We are unable to predict whether our future operations will be materially affected by these laws and regulations. It is believed that legislation and regulations relating to environmental protection will not materially affect our results of operations.
NOTE 14 – CONCENTRATIONS
We bid our gas sales on a month-to-month basis and generally sell to a single customer without commitment to future gas sales to any particular customer. We normally sell approximately 44% of our yearly natural gas production to one customer on a month-to-month basis. Since we are able to sell our natural gas to other readily available customers, the loss of any one customer would not have an adverse effect on our overall sales operations.
We maintain cash in depository institutions that are guaranteed by the Federal Deposit Insurance Corporation (FDIC) up to $250,000 per institution for our interest-bearing accounts in the years ended December 31, 2022, and 2021. At December 31, 2022 and 2021, cash in banks exceeded the FDIC limits by approximately $3.6 million and $3.9 million, respectively. We have not experienced any losses on deposits.

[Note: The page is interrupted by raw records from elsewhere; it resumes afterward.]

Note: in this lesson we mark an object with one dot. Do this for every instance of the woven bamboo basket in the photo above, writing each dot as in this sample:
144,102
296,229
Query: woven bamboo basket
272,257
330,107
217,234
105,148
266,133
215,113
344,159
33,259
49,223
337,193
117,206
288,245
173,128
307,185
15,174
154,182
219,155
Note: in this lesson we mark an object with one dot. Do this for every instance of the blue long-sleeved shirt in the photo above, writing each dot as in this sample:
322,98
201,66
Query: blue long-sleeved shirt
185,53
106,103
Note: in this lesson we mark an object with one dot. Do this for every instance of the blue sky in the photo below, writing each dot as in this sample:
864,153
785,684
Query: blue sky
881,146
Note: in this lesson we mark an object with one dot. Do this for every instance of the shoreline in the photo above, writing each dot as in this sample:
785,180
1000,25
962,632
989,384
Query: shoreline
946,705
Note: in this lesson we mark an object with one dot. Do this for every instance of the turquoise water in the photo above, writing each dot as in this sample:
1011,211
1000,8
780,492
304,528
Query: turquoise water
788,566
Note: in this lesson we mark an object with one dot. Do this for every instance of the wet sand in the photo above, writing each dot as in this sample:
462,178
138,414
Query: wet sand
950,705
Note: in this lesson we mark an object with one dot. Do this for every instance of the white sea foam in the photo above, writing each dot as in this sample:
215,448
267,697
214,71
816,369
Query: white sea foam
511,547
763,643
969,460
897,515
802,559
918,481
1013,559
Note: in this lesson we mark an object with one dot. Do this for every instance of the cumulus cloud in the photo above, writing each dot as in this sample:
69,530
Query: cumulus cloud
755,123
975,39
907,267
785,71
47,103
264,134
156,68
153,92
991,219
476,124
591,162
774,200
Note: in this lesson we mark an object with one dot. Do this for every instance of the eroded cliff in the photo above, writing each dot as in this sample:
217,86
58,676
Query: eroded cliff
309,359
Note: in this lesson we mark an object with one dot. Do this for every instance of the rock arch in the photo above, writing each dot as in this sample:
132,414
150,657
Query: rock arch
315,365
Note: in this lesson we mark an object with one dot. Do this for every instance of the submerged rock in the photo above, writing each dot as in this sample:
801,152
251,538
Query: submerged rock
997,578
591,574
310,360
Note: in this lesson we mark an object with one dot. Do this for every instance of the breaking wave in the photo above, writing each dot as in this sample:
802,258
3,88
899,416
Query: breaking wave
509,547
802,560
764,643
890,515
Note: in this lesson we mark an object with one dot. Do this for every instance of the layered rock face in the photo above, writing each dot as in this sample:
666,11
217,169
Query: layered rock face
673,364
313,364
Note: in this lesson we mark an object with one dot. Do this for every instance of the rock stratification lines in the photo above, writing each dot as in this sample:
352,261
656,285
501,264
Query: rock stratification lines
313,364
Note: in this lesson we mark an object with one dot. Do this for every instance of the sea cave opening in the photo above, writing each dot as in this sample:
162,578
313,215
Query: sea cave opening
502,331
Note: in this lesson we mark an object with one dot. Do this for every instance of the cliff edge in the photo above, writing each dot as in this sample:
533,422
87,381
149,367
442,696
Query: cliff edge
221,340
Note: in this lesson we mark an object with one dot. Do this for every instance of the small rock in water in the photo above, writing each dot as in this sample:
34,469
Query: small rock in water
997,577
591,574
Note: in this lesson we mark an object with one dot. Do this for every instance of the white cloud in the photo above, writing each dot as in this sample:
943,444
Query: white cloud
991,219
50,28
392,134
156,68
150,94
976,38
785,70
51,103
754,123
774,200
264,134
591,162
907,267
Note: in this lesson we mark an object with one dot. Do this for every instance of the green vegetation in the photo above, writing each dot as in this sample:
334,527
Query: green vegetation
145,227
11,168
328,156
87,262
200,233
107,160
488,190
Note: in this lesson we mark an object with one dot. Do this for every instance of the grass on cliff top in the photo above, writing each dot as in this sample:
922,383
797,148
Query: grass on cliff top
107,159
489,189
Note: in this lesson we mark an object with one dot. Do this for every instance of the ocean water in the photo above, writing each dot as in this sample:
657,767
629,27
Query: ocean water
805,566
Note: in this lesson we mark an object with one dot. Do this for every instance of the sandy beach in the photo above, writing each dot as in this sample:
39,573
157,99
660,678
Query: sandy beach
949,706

NOTE 15 – COMMITMENTS AND CONTINGENCIES
We may become involved from time to time in litigation on various matters, which are routine to the conduct of our business. We believe that none of these actions, individually or in the aggregate, will have a material adverse effect on our financial position or results of operations, though any adverse decision in these cases or the costs of defending or settling such claims could have a material effect on our business.
We sponsor turnkey drilling agreement arrangements in proved and unproved properties as a pooling of assets in a joint undertaking, whereby proceeds from participants are reported as Deferred Drilling Obligations. The contracts require the participants pay us the full contract price upon execution of the agreement. We typically begin the drilling activities within 12 months of funding and reach total depth between 10 and 30 days after drilling begins.
NOTE 16 – CORONAVIRUS AID, RELIEF, AND ECONOMIC SECURITY ACT (“CARES ACT”)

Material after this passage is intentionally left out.